A Guadala­jara, j’achète une canne à pèche. La vendeuse me fait l’ar­ti­cle, bien­heureux de con­stater que j’en sais aus­si long qu’elle: j’ai lu mes cat­a­logues avant d’en­tr­er dans sa bou­tique. Mais bien­tôt nous dérivons. Elle me par­le de Moos­burg an der Isar, en Bav­ière, où elle a séjourné pour appren­dre l’Alle­mand, nous regar­dons des images, je lui con­seille Lands­berg am Lech, puis nous revenons à Guadala­jara et elle me pré­pare une vis­ite com­plète de la ville, apprend que j’y suis venu un été avec Gala, que je con­nais au moins les rues anci­ennes, le parc de la Con­corde et le palais de l’In­fan­ta­do, soit, “mais la Con­caté­dral et le mau­solée?” Sauf qu’il est dix-huit heures, je viens de rouler six cent kilo­mètres et il va faire nuit.
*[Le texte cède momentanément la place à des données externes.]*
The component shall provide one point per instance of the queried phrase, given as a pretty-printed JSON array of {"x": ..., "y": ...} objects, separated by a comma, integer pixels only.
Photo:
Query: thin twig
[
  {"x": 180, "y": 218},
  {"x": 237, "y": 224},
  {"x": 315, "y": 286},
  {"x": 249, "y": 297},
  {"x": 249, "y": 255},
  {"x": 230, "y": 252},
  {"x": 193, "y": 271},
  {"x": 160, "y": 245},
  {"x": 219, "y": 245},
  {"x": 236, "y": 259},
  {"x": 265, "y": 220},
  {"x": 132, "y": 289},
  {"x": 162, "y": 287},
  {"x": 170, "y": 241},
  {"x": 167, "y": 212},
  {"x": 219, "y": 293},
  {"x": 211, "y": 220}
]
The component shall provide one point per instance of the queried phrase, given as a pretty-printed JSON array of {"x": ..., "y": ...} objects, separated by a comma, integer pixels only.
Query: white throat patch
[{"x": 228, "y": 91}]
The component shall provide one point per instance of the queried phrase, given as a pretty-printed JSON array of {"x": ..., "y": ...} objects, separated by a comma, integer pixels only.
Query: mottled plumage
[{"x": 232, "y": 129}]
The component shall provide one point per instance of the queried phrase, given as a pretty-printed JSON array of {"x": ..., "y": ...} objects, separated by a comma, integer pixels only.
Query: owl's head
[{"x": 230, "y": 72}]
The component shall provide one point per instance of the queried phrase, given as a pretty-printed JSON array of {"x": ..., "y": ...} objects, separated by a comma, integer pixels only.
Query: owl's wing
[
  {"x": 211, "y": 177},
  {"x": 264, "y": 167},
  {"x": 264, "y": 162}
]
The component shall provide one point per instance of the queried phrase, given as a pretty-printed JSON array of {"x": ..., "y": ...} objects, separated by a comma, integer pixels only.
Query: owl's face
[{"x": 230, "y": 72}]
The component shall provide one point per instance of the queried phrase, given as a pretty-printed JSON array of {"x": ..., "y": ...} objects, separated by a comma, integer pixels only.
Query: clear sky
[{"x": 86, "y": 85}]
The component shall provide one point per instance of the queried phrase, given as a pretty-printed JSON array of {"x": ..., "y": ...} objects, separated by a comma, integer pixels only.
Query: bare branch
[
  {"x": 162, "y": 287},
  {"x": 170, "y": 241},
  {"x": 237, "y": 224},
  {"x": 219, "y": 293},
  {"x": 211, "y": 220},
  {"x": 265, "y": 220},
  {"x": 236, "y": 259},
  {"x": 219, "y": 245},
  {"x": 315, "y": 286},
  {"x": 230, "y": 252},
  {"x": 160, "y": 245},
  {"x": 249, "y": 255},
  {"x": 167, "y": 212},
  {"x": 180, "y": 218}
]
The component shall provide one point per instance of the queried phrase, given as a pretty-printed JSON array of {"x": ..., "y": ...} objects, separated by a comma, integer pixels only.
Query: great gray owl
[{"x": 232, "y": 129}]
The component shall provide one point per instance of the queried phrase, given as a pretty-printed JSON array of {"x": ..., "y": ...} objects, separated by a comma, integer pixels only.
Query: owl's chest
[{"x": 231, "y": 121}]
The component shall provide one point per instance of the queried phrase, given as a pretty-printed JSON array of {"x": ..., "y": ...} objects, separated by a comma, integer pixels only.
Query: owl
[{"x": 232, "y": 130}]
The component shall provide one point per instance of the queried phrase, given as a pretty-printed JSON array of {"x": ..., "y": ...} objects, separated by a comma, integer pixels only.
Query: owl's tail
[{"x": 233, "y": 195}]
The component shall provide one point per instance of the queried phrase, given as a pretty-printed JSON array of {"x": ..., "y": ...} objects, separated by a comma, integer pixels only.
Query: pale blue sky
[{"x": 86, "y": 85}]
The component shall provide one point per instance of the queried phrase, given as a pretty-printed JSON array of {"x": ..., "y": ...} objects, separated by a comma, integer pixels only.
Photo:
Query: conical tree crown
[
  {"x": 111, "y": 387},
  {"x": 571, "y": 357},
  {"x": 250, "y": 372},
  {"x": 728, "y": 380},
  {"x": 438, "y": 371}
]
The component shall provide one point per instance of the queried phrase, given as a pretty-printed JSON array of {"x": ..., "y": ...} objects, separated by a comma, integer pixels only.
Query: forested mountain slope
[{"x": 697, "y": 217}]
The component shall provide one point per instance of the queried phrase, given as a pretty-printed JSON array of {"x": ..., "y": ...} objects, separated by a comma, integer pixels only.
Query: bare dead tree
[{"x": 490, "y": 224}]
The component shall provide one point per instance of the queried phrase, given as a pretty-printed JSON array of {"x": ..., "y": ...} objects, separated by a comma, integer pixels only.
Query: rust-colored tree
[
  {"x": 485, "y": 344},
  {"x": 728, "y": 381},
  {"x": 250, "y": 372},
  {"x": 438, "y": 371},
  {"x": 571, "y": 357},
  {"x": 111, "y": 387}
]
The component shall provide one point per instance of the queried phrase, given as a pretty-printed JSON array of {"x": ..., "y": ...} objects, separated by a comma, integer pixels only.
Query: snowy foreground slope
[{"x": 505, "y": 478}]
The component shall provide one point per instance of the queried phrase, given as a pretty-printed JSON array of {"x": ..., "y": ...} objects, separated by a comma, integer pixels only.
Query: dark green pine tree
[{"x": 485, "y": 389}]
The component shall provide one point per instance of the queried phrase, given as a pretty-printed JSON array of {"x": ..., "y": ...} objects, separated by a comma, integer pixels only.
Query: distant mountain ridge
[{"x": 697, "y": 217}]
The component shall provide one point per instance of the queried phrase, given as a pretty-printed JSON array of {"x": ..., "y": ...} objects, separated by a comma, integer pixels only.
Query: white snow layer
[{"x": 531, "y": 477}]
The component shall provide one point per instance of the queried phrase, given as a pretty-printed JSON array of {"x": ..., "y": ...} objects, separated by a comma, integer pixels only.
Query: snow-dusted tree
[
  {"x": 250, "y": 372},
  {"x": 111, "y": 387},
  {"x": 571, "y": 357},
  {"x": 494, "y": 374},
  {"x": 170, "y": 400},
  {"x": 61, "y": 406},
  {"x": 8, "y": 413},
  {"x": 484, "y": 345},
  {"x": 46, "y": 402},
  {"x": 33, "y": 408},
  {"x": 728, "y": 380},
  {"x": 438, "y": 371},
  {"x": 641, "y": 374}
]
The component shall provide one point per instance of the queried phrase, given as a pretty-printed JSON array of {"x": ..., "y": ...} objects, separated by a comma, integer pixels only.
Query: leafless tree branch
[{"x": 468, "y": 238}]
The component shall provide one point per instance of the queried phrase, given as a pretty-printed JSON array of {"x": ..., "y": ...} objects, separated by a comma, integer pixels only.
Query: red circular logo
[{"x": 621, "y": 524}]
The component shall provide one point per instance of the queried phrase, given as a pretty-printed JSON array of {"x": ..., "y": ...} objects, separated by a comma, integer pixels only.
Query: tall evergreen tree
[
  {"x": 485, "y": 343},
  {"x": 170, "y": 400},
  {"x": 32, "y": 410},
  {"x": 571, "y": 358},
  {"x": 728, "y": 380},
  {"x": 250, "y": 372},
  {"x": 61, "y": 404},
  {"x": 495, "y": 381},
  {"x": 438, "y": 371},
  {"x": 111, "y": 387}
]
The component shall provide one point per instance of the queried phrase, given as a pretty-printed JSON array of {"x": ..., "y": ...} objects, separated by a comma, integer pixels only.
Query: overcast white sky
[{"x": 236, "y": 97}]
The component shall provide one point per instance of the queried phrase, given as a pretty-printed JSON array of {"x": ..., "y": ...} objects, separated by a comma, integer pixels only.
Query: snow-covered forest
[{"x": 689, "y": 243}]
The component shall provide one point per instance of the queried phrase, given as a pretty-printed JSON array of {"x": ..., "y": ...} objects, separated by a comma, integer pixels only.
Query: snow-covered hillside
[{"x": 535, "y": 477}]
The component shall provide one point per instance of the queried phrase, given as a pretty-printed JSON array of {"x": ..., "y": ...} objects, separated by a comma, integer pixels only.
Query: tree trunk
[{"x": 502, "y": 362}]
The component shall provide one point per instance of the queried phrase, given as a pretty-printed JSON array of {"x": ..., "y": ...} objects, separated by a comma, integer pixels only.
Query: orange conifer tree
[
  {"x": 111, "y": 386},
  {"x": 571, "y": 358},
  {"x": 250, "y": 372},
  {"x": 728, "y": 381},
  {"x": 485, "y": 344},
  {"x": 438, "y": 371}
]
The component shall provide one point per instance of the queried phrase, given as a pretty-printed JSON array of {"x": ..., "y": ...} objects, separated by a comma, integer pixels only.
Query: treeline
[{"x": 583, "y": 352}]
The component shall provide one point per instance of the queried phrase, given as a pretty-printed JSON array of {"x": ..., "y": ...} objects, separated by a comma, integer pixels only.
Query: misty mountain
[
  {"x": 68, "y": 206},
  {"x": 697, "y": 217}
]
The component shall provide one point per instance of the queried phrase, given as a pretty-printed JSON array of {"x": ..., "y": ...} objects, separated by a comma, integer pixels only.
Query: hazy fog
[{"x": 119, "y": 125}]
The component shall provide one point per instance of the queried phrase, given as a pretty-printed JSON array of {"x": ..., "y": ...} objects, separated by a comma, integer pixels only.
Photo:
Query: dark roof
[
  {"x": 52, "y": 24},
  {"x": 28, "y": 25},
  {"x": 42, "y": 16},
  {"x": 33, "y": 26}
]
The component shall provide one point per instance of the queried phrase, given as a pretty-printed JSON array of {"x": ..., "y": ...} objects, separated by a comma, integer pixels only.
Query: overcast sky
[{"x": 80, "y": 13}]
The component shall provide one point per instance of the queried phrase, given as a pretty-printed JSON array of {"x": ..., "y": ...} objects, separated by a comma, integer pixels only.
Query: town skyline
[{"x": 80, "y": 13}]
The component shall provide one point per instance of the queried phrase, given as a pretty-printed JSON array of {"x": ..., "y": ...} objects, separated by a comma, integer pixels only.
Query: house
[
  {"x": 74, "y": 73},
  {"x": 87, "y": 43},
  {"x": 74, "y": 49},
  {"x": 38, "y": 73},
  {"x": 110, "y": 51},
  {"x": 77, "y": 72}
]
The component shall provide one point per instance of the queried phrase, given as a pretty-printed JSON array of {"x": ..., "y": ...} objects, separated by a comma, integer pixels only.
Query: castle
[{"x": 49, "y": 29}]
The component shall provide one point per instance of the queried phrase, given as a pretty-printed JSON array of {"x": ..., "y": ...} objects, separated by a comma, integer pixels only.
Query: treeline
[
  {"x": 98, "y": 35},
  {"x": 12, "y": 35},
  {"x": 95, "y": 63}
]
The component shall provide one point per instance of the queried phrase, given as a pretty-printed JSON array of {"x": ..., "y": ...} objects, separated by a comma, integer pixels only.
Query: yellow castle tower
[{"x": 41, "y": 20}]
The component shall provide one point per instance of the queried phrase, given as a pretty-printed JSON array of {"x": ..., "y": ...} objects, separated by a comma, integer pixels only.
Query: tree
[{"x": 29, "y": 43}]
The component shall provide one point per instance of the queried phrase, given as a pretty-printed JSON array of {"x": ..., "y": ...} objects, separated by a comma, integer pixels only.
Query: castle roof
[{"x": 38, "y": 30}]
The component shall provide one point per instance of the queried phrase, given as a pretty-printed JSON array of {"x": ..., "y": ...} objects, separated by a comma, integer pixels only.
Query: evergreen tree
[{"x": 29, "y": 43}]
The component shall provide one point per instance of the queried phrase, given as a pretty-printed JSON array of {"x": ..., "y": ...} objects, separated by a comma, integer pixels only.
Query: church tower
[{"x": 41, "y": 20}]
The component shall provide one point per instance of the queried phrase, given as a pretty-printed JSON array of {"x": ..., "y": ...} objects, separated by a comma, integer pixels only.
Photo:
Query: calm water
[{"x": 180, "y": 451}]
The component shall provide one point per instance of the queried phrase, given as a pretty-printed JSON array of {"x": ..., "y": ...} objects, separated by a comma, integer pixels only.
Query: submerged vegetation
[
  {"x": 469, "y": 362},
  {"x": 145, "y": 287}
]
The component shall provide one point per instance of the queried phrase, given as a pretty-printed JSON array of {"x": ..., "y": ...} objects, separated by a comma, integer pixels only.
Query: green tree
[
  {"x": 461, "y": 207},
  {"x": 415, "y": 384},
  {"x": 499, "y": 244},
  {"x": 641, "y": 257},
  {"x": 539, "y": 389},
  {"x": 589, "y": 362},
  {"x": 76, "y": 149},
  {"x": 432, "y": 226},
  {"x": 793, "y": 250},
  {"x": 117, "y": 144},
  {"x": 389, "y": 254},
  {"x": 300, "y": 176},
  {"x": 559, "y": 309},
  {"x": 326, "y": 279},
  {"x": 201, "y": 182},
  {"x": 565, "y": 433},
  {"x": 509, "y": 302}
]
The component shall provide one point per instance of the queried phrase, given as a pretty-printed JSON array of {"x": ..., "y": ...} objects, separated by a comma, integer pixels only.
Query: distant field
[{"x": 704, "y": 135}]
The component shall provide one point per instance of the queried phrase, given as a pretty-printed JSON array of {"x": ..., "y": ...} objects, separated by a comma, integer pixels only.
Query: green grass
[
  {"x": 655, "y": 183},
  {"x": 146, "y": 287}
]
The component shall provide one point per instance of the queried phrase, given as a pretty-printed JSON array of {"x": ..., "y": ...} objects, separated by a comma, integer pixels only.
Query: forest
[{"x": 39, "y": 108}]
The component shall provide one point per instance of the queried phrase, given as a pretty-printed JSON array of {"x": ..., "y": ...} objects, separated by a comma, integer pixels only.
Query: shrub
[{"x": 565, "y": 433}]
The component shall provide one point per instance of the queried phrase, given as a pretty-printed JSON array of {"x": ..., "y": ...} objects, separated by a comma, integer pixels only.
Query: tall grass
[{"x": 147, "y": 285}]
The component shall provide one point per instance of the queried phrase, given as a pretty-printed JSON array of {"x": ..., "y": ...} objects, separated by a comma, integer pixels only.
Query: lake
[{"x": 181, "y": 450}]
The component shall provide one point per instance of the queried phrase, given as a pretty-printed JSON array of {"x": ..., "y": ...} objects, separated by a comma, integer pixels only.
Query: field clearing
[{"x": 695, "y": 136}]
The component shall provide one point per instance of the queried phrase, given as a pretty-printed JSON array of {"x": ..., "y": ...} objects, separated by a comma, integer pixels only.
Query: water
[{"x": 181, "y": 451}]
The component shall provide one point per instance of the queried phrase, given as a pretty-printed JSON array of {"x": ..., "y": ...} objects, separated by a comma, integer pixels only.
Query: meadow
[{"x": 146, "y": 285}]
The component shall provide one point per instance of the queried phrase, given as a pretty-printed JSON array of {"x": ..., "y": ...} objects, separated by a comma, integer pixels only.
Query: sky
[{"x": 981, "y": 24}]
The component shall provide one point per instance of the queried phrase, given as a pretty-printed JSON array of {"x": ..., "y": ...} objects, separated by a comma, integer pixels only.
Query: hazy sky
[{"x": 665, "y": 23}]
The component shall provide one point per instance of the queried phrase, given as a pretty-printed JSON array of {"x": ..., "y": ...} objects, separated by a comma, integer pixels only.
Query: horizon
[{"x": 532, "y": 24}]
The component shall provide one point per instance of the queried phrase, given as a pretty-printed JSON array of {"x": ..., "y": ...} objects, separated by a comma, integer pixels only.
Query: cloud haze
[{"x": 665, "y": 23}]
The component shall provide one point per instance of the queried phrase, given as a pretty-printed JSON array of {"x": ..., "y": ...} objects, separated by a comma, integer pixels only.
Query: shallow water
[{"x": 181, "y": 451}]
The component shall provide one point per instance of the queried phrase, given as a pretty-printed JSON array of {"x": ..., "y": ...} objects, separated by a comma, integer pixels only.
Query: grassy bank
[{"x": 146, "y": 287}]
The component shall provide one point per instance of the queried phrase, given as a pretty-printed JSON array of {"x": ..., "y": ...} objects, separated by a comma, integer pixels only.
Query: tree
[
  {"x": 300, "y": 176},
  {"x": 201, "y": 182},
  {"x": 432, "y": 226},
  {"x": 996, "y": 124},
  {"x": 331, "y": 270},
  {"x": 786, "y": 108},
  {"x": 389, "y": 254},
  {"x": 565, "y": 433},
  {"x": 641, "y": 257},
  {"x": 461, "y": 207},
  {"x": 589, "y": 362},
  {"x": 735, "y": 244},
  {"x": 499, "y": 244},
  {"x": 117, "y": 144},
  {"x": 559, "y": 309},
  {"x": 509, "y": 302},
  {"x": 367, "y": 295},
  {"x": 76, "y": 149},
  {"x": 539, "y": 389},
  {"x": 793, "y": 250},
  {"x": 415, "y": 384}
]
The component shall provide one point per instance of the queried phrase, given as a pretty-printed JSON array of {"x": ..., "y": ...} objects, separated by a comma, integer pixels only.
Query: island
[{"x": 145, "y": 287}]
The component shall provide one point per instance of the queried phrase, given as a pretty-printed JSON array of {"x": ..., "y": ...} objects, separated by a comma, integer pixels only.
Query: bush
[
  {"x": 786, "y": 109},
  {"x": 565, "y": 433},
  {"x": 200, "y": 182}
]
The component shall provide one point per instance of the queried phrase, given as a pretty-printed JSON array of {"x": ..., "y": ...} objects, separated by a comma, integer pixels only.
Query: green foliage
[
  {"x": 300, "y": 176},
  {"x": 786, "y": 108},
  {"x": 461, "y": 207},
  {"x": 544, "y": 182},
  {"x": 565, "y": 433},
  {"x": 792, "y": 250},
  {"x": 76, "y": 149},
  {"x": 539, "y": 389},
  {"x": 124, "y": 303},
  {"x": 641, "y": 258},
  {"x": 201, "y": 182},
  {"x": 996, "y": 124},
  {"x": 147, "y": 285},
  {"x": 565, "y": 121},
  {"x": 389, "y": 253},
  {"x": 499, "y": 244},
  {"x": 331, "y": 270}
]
Elle m’ac­com­pa­gne sur le trot­toir, mon­tre les direc­tions, me ramène dans le mag­a­sin, sort des couteaux à pois­son, demande quand je reviendrai (en févi­er, pren­dre la canne à pèche avant de mon­ter dans les Pyrénées), et promet de m’ap­pel­er au plus vite, en fait dès qu’elle aura par­lé avec son père, pour répon­dre à mes ques­tions sur les arbalètes. Mais, étrange phénomène, à peine arrivé au bas de l’av­enue où se tient sa bou­tique, heureux de cette ren­con­tre, encore gâté par le sourire naturel de cette fille, je cherche son vis­age et ne le trou­ve pas. De retour à l’hô­tel, de même. Et le lende­main encore. Si je venais à la crois­er dans la rue, me dis-je per­plexe, je ne la recon­naî­trais pas.